Не отключаться было трудно. Голова клонилась набок, мышцы с покусанной стороны отказывались её держать.
— Умертвия, — пояснила девчонка. — Вурдалаки, или упыри. Как больше нравится.
— Откуда они взялись? — почему-то сам факт явления упырей меня не удивил.
— Их делают из людей. Из тех, кто добровольно соглашается служить. Но не оправдывает надежд мастера. Отработанный материал.
— Их что, гипнотизируют, или как?
— Или как, — девчонки я за широким сиденьем не видел. Слышал лишь голос. Но вода вокруг пропала, впиталась в пол, и сквозь неё проступили очертания салона джипа.
— Эй, как ты себя чувствуешь? — позвала она.
— Будто собака покусала, — сказал я. И понял, что соврал: я не знаю, как кусают собаки. Меня они в жизни не трогали…

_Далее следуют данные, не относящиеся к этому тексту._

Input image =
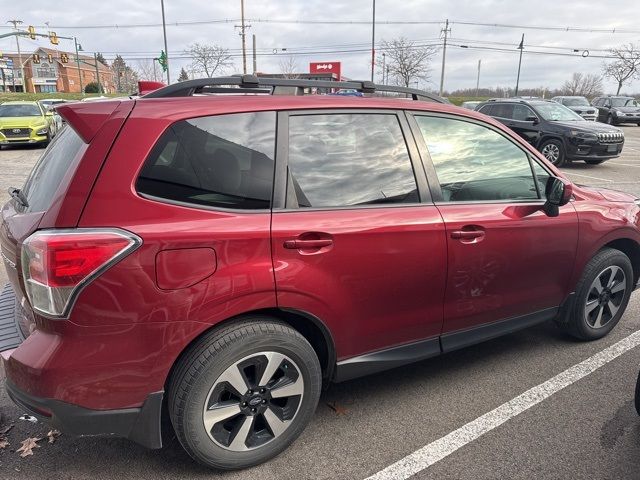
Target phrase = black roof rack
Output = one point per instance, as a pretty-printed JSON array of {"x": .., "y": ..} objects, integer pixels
[{"x": 278, "y": 86}]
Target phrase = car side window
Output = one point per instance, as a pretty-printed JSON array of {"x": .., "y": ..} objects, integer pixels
[
  {"x": 474, "y": 163},
  {"x": 343, "y": 160},
  {"x": 503, "y": 110},
  {"x": 522, "y": 112},
  {"x": 223, "y": 161}
]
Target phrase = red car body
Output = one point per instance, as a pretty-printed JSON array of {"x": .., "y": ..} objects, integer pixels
[{"x": 392, "y": 277}]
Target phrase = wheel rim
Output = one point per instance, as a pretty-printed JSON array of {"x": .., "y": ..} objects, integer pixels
[
  {"x": 551, "y": 152},
  {"x": 605, "y": 296},
  {"x": 253, "y": 402}
]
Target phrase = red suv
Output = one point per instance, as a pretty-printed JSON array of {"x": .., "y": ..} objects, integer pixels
[{"x": 217, "y": 255}]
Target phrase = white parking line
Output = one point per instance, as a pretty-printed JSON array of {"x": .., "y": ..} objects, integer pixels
[
  {"x": 445, "y": 446},
  {"x": 588, "y": 176}
]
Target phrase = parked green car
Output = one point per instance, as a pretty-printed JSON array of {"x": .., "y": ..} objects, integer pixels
[{"x": 25, "y": 123}]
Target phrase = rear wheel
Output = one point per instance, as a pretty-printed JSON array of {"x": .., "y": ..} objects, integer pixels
[
  {"x": 243, "y": 394},
  {"x": 602, "y": 295},
  {"x": 553, "y": 150}
]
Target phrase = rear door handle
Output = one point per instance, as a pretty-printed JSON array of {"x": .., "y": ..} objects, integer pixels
[
  {"x": 467, "y": 234},
  {"x": 311, "y": 243}
]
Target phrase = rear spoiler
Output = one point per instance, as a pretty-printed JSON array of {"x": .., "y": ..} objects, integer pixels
[{"x": 147, "y": 86}]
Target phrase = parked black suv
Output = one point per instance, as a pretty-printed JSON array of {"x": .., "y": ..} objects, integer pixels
[
  {"x": 556, "y": 131},
  {"x": 617, "y": 109}
]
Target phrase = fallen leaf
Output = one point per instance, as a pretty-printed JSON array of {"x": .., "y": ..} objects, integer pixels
[
  {"x": 337, "y": 408},
  {"x": 6, "y": 430},
  {"x": 28, "y": 445},
  {"x": 53, "y": 434}
]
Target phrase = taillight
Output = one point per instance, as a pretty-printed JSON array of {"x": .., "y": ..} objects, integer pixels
[{"x": 57, "y": 264}]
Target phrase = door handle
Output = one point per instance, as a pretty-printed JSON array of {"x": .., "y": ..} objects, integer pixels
[
  {"x": 467, "y": 234},
  {"x": 310, "y": 243}
]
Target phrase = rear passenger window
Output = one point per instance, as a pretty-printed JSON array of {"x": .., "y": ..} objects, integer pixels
[
  {"x": 223, "y": 161},
  {"x": 342, "y": 160}
]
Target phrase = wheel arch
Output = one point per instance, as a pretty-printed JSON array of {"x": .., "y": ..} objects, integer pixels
[{"x": 308, "y": 325}]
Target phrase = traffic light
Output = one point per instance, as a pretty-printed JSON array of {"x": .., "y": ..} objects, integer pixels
[{"x": 162, "y": 60}]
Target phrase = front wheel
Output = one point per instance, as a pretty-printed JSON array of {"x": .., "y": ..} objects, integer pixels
[
  {"x": 553, "y": 150},
  {"x": 602, "y": 295},
  {"x": 243, "y": 394}
]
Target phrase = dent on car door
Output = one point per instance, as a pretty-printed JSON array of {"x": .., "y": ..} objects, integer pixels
[
  {"x": 354, "y": 245},
  {"x": 507, "y": 259}
]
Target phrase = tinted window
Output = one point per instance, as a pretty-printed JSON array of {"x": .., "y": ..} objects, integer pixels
[
  {"x": 348, "y": 159},
  {"x": 46, "y": 176},
  {"x": 475, "y": 163},
  {"x": 522, "y": 112},
  {"x": 222, "y": 161},
  {"x": 503, "y": 110}
]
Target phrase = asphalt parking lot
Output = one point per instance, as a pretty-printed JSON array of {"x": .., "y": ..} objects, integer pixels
[{"x": 588, "y": 429}]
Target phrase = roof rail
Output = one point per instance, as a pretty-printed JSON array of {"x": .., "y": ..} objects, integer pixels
[{"x": 278, "y": 86}]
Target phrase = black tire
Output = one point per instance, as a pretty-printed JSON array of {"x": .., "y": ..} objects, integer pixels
[
  {"x": 553, "y": 151},
  {"x": 192, "y": 385},
  {"x": 576, "y": 321},
  {"x": 637, "y": 397}
]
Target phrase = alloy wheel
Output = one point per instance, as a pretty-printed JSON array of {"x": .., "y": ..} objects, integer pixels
[
  {"x": 551, "y": 152},
  {"x": 253, "y": 402},
  {"x": 605, "y": 296}
]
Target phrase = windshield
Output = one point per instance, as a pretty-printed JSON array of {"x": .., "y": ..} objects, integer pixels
[
  {"x": 555, "y": 112},
  {"x": 575, "y": 102},
  {"x": 624, "y": 102},
  {"x": 19, "y": 111}
]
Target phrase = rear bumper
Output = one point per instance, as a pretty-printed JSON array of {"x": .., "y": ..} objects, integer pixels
[{"x": 141, "y": 425}]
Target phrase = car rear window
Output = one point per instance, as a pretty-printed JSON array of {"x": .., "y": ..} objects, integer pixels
[
  {"x": 223, "y": 161},
  {"x": 48, "y": 173}
]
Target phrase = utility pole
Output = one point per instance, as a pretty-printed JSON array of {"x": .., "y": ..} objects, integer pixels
[
  {"x": 166, "y": 50},
  {"x": 95, "y": 58},
  {"x": 373, "y": 40},
  {"x": 24, "y": 80},
  {"x": 446, "y": 31},
  {"x": 255, "y": 58},
  {"x": 521, "y": 48},
  {"x": 243, "y": 35},
  {"x": 75, "y": 41},
  {"x": 478, "y": 79}
]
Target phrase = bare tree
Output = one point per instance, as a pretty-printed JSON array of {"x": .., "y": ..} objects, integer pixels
[
  {"x": 289, "y": 67},
  {"x": 149, "y": 70},
  {"x": 625, "y": 66},
  {"x": 208, "y": 59},
  {"x": 589, "y": 85},
  {"x": 406, "y": 61}
]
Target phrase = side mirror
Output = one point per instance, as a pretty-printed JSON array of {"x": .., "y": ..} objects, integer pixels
[{"x": 558, "y": 193}]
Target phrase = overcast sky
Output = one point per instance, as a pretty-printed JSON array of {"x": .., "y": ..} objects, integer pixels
[{"x": 498, "y": 68}]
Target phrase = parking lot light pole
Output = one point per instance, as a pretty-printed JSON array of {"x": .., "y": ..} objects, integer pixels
[{"x": 521, "y": 48}]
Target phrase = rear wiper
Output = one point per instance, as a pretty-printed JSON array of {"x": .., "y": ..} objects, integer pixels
[{"x": 18, "y": 195}]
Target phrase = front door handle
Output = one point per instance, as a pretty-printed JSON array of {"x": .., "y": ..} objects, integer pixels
[
  {"x": 467, "y": 234},
  {"x": 310, "y": 243}
]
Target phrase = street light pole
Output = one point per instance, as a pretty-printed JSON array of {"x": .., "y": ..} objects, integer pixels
[
  {"x": 24, "y": 80},
  {"x": 75, "y": 41},
  {"x": 166, "y": 50},
  {"x": 521, "y": 48},
  {"x": 373, "y": 40}
]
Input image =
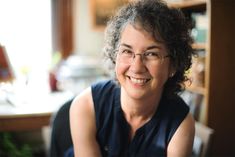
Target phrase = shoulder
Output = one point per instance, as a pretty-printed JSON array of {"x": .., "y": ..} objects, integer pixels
[
  {"x": 103, "y": 86},
  {"x": 182, "y": 141}
]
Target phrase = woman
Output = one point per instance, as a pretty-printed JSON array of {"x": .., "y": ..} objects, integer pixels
[{"x": 139, "y": 114}]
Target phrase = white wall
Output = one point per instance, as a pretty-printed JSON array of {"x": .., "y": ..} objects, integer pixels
[{"x": 87, "y": 40}]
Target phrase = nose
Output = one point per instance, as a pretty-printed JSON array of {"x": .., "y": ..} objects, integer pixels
[{"x": 137, "y": 64}]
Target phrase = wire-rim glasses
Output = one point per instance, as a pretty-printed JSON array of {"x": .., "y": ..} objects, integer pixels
[{"x": 149, "y": 57}]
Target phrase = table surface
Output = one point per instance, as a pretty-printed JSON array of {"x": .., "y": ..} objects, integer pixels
[{"x": 32, "y": 114}]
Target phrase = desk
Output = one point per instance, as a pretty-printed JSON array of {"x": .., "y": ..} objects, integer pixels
[{"x": 33, "y": 115}]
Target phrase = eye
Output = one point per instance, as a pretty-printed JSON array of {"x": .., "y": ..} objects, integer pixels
[
  {"x": 152, "y": 55},
  {"x": 126, "y": 52}
]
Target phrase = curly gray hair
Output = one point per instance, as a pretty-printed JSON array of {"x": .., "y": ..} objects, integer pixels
[{"x": 168, "y": 24}]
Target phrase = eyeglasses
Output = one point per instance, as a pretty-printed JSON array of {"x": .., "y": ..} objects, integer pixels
[{"x": 148, "y": 57}]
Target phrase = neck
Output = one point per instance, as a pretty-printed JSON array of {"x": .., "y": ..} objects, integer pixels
[{"x": 139, "y": 109}]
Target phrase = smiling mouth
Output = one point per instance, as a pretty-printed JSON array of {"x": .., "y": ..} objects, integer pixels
[{"x": 138, "y": 80}]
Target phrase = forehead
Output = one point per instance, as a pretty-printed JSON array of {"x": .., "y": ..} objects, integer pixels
[{"x": 134, "y": 35}]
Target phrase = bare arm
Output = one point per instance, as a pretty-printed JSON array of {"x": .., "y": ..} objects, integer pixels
[
  {"x": 182, "y": 141},
  {"x": 83, "y": 127}
]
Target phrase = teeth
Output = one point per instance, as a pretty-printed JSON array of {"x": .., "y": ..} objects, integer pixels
[{"x": 139, "y": 81}]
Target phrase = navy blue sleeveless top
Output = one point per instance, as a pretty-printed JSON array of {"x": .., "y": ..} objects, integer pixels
[{"x": 113, "y": 131}]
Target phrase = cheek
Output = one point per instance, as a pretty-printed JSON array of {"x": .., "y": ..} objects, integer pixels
[
  {"x": 160, "y": 73},
  {"x": 120, "y": 69}
]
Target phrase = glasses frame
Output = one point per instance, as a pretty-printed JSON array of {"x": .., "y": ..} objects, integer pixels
[{"x": 142, "y": 56}]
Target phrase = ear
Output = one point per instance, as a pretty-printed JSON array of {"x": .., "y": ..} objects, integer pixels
[{"x": 172, "y": 71}]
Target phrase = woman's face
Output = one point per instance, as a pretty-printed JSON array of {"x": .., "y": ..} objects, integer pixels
[{"x": 141, "y": 78}]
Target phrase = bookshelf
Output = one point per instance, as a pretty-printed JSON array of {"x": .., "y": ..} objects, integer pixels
[{"x": 219, "y": 88}]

— Ничего, Амальтея тебя починит, — буркнула себе под нос девчонка.
— Со мной что-то серьёзное? — спросил я. — Тоже стану вампиром?

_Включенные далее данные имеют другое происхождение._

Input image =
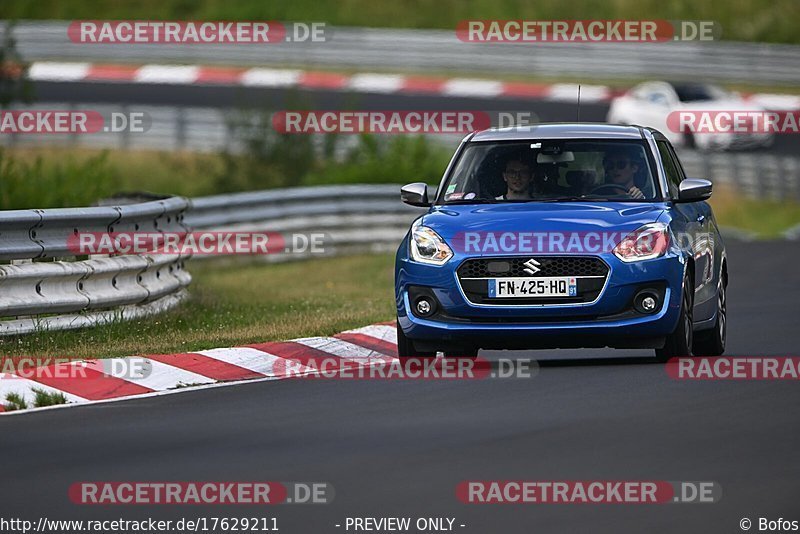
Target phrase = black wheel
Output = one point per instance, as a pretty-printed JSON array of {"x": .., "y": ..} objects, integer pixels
[
  {"x": 405, "y": 347},
  {"x": 679, "y": 342},
  {"x": 712, "y": 342},
  {"x": 688, "y": 140}
]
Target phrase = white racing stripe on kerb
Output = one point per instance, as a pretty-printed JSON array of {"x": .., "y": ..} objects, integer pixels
[
  {"x": 148, "y": 373},
  {"x": 177, "y": 74},
  {"x": 380, "y": 331},
  {"x": 469, "y": 87},
  {"x": 376, "y": 83},
  {"x": 58, "y": 72},
  {"x": 255, "y": 360},
  {"x": 568, "y": 92},
  {"x": 22, "y": 386},
  {"x": 345, "y": 350},
  {"x": 776, "y": 102},
  {"x": 270, "y": 77}
]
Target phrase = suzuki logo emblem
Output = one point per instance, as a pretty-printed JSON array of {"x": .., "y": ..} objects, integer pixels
[{"x": 532, "y": 266}]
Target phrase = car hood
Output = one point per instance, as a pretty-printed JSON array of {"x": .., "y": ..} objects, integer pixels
[
  {"x": 452, "y": 221},
  {"x": 722, "y": 104}
]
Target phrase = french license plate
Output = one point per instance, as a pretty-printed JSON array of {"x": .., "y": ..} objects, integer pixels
[{"x": 545, "y": 286}]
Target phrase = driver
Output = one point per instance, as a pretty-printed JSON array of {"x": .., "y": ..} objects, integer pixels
[
  {"x": 518, "y": 177},
  {"x": 621, "y": 167}
]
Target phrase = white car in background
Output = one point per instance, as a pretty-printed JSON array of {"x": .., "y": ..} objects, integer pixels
[{"x": 650, "y": 103}]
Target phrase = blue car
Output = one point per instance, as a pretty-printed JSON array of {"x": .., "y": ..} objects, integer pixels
[{"x": 562, "y": 236}]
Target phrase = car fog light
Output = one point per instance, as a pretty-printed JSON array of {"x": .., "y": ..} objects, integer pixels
[{"x": 424, "y": 307}]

Я хихикнул — нелепости своего предположения. А потом к горлу подкатила тошнота: я вспомнил чёрную обтекаемую голову тератоса…
— Меня сейчас вырвет, — промямлил я и попытался нашарить кнопку открывания окна, но вместо неё, видимо, нажал другую, и дверь джипа неожиданно распахнулась.
Если бы я не был пристёгнут — вылетел бы на дорогу.
Но я всего лишь свесился за борт и изверг всё, что было в желудке — совсем немного. Перед глазами на бешеной скорости проносились трещины в асфальте, мелкие камушки, разметка…
Антигона, вытянув руку назад, дёрнула за ремень и вернула меня на сиденье.
— Как дитё малое, ей Богу, — пожаловалась она.
Мне стало легче. Наверное, с содержимым желудка я изверг какие-то токсины, потому что в голове прояснилось.
С кристальной ясностью я разглядел каждую ворсинку на обивке, каждое пятнышко. Почувствовал и различил все запахи — застарелый сигаретный дым, бычки в пепельнице, крошки чипсов, пролитую кока-колу, несколько оттенков грязи. А под всем этим — тяжелый, маслянистый запах старой крови…
В следующий миг я понял, что кровью пахнет от меня. Что характерно: я чувствовал цвета и видел запахи. Моя собственная кровь полыхала оранжевым и голубым. Она была гладкой, блестящей, как шелковая лента, и вибрировала на высокой ноте.
Старой крови было меньше. Цвет она имела синюшный, как флегмона, и скрежетала, подобно гусеницам ржавого танка.
— У тебя сепсис, — вдруг голос Антигоны пробился сквозь веер цветов и запахов. — Тератос отравил тебя трупным ядом.
Несмотря на все усилия сохранить сознание, я вновь начал уплывать. Вода теперь была тягучая и пахла ржавчиной, по поверхности бежала мерзкая коричнево-розовая пена.